Proximal and remote sensing based imaging technology to quantify herbicide responses in field crops
Abstract
The application of herbicides in agriculture has significantly increased in recent decades. While many herbicides improve the efficiency and efficacy of weed control, their excessive use at the wrong growth stage can cause crop foliar damage, higher input cost and negative environmental footprints. There are limited techniques to accurately monitor herbicide effects. Visual ratings are highly subjective and require extensive training or experience.
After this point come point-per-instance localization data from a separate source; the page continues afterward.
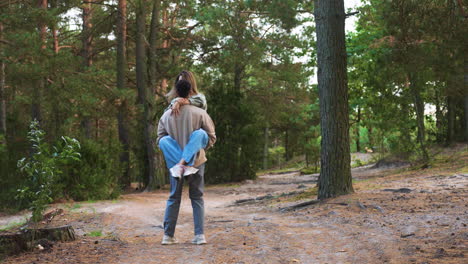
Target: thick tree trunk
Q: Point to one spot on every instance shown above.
(358, 135)
(419, 109)
(465, 88)
(121, 70)
(141, 80)
(450, 119)
(3, 113)
(439, 117)
(87, 53)
(335, 171)
(265, 146)
(157, 169)
(39, 85)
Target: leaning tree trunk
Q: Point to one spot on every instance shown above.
(335, 170)
(121, 70)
High-throughput digital imaging is a promising tool to measure plant herbicide interaction in field crops. In this study, proximal and aerial based advanced sensors have been utilized to evaluate different herbicide modes-of-action in two model species, tame oat [Avena sativa; model for wild oat (Avena fatua)] and oriental mustard [Brassica juncea; model for wild mustard (Sinapis arvensis)]. The experimental trials were performed at three agro-climatic locations in Canada (Lethbridge (AB), Saskatoon (SK), and Lacombe (AB)). The proximal and UAV multispectral imagery data were collected for baseline (before treatment) and 1, 3, 7, 10, 14 and 21 days after treatments (DAT), alongside visual ratings. The Normalized Difference Vegetation Index (NDVI), Photochemical Reflectance Index, Chlorophyll Vegetation Index, and Optimized Soil Adjusted Vegetation Index were used to assess variation of different DAT pigment content (photosynthetic rate) and chlorosis (damage %) in plot vegetation. The variation in obtained temporal indices (NDVI) suggest that the developed technology has potential to replace visual ratings (R2 ≈0.65-0.94) and can be used as a rapid screening tool for herbicide activity. Therefore, remote sensing tools could improve the precision and consistency of future herbicide assessments.